Hoy en día, argumenta Nowotny, muchos todavía depositan grandes esperanzas en la tecnología y la ciencia: «La nueva fuerza redentora, defendida por los gobiernos y la industria, es la innovación... por muy vago que sea el concepto». Alega que es más fácil implantar soluciones técnicas que realizar cambios en el tejido social, en particular cuando representan una amenaza para las jerarquías establecidas y los intereses creados. Sin embargo, una vez que consideramos la ciencia como un medio político, surge la posibilidad de entablar un debate colectivo, explican Benessia et al. Por ejemplo, ¿deberíamos aceptar la premisa de que la innovación tecnológica hace que llevemos una vida más feliz, o acaso la tecnología trae consigo una serie de problemas más complejos? ¿Deseamos más previsibilidad en un mundo dominado por los ordenadores? ¿Acaso la pérdida de incertidumbre plantea la contradicción de que un mundo más rutinario y menos creativo hace que nos adaptemos peor al cambio? Los autores reclaman procesos científicos más democráticos que incluyan un amplio abanico de puntos de vista de los grupos de interés, posturas normativas y participación.

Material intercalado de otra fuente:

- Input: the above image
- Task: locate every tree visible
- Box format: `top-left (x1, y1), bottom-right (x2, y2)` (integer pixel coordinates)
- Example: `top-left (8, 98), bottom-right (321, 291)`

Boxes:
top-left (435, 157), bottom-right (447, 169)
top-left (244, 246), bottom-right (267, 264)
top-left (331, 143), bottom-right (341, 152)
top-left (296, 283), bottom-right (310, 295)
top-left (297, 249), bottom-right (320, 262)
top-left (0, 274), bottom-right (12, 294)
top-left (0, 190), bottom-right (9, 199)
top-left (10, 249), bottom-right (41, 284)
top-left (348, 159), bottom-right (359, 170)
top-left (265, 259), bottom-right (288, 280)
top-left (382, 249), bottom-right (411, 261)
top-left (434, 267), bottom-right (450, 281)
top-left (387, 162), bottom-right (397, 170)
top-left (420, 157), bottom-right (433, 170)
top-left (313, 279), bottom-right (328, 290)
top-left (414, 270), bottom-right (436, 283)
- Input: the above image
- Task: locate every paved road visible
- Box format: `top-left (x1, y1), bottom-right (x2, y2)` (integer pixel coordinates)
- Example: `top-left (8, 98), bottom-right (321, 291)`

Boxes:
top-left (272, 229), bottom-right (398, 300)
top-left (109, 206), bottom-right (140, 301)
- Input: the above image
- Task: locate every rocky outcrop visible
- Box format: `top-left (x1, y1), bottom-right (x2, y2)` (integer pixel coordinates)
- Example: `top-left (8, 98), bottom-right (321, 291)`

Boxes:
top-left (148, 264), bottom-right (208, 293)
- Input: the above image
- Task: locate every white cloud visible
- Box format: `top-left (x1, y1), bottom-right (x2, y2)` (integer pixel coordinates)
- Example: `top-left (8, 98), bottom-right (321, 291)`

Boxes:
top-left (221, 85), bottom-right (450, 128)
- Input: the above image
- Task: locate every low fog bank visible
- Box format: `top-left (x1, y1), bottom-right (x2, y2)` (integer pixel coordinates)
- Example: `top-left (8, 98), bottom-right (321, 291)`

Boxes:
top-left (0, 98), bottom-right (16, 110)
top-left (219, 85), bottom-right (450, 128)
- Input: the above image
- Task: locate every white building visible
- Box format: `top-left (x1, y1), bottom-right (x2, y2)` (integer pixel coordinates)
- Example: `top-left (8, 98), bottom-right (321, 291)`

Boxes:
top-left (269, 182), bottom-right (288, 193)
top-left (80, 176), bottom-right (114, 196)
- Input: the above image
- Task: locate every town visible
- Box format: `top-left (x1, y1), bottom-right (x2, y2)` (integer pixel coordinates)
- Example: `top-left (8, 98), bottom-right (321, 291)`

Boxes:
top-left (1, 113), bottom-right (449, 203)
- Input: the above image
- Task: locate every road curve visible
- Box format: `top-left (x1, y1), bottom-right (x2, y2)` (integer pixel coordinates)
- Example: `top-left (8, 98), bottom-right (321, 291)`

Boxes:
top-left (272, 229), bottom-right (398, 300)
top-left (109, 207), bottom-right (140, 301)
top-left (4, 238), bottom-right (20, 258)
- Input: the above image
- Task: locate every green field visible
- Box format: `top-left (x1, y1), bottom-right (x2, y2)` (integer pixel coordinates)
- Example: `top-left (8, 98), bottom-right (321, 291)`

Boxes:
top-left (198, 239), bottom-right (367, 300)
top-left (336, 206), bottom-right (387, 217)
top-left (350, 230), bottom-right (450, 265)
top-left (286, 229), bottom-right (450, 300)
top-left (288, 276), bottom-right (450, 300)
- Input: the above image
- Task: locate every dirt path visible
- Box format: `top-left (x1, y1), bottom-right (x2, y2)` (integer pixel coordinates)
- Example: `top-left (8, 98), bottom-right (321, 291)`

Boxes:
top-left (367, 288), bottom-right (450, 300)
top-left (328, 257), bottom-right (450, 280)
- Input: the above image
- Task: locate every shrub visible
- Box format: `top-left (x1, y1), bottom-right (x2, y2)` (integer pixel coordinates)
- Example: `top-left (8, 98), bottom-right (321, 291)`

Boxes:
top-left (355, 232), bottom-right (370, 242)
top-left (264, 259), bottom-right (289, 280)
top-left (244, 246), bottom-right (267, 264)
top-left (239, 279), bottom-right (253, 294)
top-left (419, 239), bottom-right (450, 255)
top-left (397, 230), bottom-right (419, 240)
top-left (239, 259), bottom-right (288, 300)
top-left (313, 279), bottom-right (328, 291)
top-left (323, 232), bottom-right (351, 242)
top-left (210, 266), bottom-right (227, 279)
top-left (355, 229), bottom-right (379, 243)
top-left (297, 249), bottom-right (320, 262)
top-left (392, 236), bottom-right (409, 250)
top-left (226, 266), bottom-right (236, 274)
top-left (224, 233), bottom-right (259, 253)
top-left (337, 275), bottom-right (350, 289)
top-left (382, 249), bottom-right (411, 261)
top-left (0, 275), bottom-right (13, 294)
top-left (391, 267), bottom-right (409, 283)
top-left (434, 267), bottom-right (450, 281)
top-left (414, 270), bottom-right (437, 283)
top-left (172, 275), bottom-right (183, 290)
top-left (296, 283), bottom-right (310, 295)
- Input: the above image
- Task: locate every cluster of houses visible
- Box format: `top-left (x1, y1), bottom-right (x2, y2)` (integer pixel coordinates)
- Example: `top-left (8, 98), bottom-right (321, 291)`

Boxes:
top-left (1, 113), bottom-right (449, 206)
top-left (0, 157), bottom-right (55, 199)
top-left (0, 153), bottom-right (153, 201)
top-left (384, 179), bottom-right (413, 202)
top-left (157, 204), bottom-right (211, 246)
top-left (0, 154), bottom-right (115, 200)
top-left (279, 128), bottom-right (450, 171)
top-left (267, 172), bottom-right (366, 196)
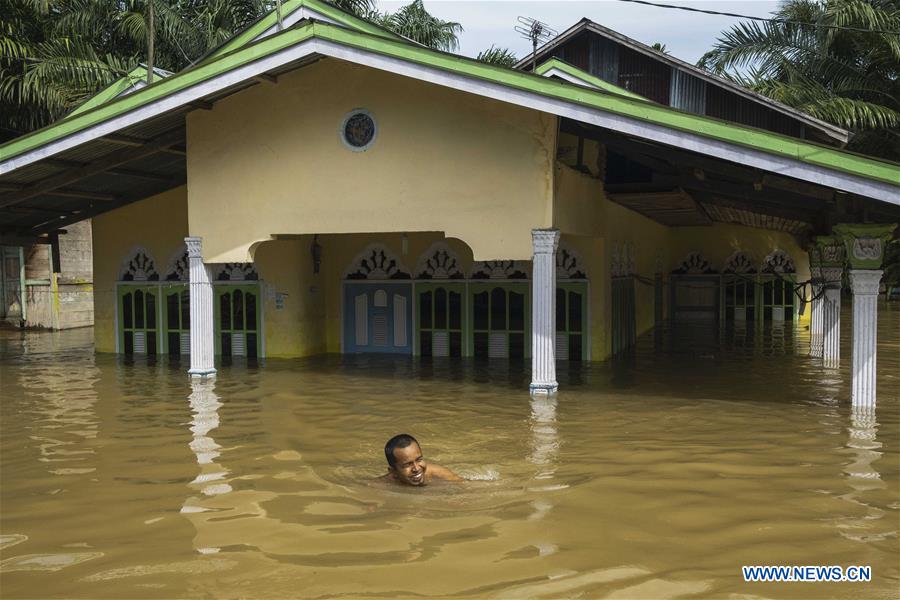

Aunque ambos libros comparten las ideas fundamentales, que exploran qué significa la ciencia en el mundo de hoy —la importancia del encuadre político es un magnífico ejemplo—, adoptan perspectivas distintas. Nowotny nos insta a reflexionar mediante una secuencia cuidadosamente construida de paradojas y áreas grises de índole filosófica, mientras que los ocho científicos nos instan a actuar, proporcionándonos un manifiesto de reflexiones clave de expertos y medidas prácticas para mejorar la ciencia como institución. Ambos libros, de lectura obligada para obtener una visión global del estado de la ciencia y la formulación de políticas, plantean una conclusión esencial: en lugar de intentar predecir nuestro futuro, o de preocuparnos porque tal vez carezcamos de las herramientas adecuadas para prevenir desastres imprevistos, quizá antes deberíamos preguntarnos qué tipo de futuro deseamos.